Abstract: A gas chromatography-mass spectrometry (GC-MS) technique was used to establish a method for the determination of β2-stimulants in animal tissues. Animal tissues were homogenized with 1% perchloric acid solution, extracted with ethyl acetate: isopropanol (6: 4), purified by solid phase extraction column, derivatized with BSTFA + 1% TMCS, and then determined by GC-MS. The lowest detectable concentrations in the samples were terbutaline 0.5 μg / kg, clenbuterol 110 μg / kg and salbutamol 0.2 μg / kg.
1. Chromatographic conditions
Chromatography column: HP-5MS 5% phenylmethyl polysiloxane elastic quartz capillary column (30m × 0.25mm × 0.25 μm); inlet temperature: 300 ℃; column temperature program: initial temperature 150 ℃, hold for 3 min , Then raised to 240 ° C at 10 ° C / min for 1 min, then raised to 280 ° C at 20 ° C / min for 3 min; carrier gas: high purity helium (99.999%), flow rate 110 ml / min, not Split injection.

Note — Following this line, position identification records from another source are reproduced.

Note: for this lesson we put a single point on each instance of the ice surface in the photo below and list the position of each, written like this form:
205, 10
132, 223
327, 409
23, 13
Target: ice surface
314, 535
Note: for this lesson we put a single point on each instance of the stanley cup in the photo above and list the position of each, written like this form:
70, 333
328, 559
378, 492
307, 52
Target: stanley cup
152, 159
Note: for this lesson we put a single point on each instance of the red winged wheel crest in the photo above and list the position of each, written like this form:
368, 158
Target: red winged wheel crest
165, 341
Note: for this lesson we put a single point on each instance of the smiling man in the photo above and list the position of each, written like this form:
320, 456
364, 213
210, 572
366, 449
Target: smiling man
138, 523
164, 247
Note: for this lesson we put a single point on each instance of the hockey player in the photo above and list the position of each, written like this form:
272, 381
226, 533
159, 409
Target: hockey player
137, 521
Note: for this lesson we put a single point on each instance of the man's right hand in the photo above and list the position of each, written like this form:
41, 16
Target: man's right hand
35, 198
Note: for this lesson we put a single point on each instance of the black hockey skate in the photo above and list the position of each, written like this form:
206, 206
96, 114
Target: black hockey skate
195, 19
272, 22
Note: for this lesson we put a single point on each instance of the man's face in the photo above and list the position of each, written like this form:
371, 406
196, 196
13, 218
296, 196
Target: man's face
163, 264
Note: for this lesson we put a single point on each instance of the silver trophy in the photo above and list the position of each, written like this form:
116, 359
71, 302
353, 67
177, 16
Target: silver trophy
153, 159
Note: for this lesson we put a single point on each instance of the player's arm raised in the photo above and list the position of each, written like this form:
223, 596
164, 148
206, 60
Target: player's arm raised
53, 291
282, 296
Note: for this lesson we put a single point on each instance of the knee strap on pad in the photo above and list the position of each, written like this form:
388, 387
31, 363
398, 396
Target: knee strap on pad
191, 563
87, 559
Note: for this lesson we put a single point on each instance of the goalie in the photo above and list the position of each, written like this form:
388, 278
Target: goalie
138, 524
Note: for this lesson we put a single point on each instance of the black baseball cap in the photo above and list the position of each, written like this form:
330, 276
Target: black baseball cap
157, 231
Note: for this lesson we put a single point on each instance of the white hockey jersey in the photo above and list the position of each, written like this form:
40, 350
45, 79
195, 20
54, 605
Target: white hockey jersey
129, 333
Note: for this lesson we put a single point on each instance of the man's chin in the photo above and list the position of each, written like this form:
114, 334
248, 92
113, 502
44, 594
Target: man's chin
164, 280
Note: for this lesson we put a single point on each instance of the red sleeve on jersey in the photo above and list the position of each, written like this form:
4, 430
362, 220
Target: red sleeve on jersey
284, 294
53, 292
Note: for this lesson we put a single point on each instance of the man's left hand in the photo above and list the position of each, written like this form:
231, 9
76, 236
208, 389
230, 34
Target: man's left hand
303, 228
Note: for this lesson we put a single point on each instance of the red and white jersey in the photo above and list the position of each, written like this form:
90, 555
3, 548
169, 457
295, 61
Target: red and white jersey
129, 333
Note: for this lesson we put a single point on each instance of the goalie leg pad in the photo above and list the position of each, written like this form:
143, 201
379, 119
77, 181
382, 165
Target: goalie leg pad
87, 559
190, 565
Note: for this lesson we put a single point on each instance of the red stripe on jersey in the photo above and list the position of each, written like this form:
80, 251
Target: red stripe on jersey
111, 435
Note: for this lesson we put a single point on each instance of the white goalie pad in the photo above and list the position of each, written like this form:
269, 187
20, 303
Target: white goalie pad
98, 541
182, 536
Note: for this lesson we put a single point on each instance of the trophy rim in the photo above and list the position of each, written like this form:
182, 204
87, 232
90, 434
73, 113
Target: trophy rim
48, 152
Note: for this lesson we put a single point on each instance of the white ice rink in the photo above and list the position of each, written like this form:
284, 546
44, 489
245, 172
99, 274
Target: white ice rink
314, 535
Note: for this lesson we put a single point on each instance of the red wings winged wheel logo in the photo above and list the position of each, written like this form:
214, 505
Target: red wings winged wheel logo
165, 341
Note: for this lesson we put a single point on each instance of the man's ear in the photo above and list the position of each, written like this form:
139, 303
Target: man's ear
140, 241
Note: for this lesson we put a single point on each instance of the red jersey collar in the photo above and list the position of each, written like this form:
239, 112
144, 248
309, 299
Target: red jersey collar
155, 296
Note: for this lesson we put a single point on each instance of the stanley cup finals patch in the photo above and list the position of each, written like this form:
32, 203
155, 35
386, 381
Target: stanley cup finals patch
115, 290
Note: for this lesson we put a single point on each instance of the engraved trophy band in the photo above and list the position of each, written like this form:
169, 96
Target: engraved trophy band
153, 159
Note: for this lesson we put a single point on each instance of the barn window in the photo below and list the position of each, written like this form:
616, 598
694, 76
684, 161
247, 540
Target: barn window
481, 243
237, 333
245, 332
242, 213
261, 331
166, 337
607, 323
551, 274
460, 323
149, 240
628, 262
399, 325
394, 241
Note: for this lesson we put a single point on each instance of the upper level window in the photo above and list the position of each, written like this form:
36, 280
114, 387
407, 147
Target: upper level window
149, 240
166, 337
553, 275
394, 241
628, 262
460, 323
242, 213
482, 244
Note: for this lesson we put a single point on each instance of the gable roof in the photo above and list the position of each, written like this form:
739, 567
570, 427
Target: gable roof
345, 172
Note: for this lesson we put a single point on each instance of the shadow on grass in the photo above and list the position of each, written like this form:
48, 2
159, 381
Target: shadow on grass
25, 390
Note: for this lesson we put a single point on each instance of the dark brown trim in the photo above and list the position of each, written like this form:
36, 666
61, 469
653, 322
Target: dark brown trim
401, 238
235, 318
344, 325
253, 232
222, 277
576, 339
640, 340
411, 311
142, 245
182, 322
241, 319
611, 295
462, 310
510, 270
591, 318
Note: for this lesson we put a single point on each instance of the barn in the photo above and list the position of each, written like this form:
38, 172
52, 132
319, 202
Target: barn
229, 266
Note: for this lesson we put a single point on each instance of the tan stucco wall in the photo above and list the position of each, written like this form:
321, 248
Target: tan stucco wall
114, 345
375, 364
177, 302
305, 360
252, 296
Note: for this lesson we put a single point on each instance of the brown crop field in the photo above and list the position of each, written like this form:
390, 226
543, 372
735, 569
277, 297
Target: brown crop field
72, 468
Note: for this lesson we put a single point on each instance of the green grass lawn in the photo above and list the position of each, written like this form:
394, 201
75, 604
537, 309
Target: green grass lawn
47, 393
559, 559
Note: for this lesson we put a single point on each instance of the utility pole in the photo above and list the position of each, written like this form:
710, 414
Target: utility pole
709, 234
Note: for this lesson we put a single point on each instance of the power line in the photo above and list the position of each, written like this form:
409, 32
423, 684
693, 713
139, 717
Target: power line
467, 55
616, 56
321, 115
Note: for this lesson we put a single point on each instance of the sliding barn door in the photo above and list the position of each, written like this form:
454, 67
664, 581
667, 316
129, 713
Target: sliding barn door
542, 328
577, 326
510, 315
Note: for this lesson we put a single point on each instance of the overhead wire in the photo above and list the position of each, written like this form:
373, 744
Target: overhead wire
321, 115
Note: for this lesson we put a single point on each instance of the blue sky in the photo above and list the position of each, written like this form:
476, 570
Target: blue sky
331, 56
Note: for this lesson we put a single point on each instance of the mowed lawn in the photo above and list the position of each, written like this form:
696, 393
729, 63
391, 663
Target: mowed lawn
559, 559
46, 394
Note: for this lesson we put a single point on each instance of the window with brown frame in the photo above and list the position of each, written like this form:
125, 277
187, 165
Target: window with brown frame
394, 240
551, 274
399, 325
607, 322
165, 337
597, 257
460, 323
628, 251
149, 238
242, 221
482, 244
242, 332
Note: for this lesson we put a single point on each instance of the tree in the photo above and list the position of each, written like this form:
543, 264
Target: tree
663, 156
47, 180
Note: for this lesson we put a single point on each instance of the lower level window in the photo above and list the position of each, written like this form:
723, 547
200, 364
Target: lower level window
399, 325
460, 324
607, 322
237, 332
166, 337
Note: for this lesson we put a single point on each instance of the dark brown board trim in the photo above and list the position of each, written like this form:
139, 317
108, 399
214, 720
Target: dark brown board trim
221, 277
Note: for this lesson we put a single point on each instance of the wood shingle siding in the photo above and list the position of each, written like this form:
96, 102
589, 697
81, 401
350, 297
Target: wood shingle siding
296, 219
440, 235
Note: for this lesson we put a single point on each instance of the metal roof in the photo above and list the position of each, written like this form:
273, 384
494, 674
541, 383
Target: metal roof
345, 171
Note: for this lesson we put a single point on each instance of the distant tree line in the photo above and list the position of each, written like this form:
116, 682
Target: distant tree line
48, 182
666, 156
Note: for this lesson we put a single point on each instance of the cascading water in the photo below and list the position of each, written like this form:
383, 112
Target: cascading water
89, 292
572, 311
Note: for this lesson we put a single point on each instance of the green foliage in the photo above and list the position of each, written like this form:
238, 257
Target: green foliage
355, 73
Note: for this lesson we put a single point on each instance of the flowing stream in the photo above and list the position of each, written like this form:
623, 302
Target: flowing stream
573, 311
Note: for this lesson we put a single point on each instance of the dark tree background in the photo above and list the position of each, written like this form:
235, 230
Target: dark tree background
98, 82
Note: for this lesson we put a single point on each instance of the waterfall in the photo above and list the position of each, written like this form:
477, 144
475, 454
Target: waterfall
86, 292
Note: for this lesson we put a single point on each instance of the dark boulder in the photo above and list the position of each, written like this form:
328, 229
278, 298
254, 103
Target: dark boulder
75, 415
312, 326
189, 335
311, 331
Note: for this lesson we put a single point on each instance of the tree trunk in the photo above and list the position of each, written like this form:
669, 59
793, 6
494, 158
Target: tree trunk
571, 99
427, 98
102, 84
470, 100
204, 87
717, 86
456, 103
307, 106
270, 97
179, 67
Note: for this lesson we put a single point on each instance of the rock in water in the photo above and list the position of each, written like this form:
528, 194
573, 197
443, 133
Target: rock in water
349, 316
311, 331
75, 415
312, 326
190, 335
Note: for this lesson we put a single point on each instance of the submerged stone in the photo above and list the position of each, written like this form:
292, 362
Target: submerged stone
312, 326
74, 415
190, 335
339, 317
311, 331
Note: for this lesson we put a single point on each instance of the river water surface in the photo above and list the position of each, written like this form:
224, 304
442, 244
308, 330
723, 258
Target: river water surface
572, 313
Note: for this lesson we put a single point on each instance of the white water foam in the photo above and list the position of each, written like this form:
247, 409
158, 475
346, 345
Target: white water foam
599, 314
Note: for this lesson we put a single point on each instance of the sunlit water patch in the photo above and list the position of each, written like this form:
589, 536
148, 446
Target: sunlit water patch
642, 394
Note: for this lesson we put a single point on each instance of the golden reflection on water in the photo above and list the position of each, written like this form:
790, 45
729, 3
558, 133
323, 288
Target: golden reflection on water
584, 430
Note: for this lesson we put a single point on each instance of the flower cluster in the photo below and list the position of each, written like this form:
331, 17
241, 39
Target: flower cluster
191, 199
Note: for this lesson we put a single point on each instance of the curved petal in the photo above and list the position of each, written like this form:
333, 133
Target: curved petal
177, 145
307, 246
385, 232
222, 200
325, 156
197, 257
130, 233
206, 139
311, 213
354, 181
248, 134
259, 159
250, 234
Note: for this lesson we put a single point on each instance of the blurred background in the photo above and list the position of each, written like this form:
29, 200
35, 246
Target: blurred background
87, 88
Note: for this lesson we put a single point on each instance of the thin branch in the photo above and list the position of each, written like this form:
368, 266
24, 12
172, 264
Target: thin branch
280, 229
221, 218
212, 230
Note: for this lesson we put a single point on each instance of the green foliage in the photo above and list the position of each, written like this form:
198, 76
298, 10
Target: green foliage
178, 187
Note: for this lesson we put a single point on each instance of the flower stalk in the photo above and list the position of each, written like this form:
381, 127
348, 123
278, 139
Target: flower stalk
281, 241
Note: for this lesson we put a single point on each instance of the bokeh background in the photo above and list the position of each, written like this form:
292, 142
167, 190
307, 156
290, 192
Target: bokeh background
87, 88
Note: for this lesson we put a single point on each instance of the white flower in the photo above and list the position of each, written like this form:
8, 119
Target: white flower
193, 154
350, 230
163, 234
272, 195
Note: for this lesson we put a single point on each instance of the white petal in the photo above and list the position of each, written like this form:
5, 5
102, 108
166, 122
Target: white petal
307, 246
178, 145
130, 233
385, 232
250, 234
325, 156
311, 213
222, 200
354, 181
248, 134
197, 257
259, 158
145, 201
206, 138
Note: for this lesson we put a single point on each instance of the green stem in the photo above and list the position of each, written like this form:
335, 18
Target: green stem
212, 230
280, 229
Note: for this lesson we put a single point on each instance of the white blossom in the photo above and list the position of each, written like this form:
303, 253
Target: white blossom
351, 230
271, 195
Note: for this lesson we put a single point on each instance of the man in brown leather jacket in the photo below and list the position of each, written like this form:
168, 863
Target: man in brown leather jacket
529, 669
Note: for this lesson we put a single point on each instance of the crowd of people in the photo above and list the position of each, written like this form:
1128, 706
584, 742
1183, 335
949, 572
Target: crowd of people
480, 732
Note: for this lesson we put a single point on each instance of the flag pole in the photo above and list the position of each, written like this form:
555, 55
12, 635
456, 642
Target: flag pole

2. Mass spectrometry conditions
EI source, source temperature 230 ℃; electron energy 70 eV; interface temperature 280 ℃, electron multiplier voltage 1388V, mass spectrometer scanning range 50 ~ 550 amu; solvent delay: 8 min.
3. Sample processing
Weigh 5.0 g of the minced sample, add 30 ml of 1% perchloric acid solution, homogenize in a high-speed tissue homogenizer for 1 min, then sonicate at 80 ° C for 15 min, and centrifuge at 5000 r / min for 10 min. The supernatant was transferred to a separatory funnel, adjusted to alkaline with 50% sodium hydroxide, added with 30 ml of organic solvent and extracted with shaking, centrifuged, the organic phase was transferred into a triangular flask with a stopper, and the extraction was repeated once. Rotate to dryness at 50 ° C with anhydrous sodium sulfate. First dissolve with 3 ml of acetonitrile and 3 ml of n-hexane and transfer into a test tube. Mix and separate the n-hexane phase. After the acetonitrile phase is evaporated to dryness, dissolve to 3 ml with 3% ethanol / ethyl acetate. Take the Cle-SLX column and rinse with 5ml 3% ethanol / ethyl acetate first, then add 1 ml sample extract, add 5 ml 5% methanol / ethyl acetate to elute the collected component 1, then use 10 ml 50% The methanol / ethyl acetate eluent was collected to fraction 2, and the eluent was blown dry with nitrogen, respectively. Add 100 μl BSTFA + 1% TMCS, derivatize at 60 ° C for 30 min, dry with nitrogen, add 200 μl toluene to dissolve and centrifuge, take 110 μl for GC / MS analysis.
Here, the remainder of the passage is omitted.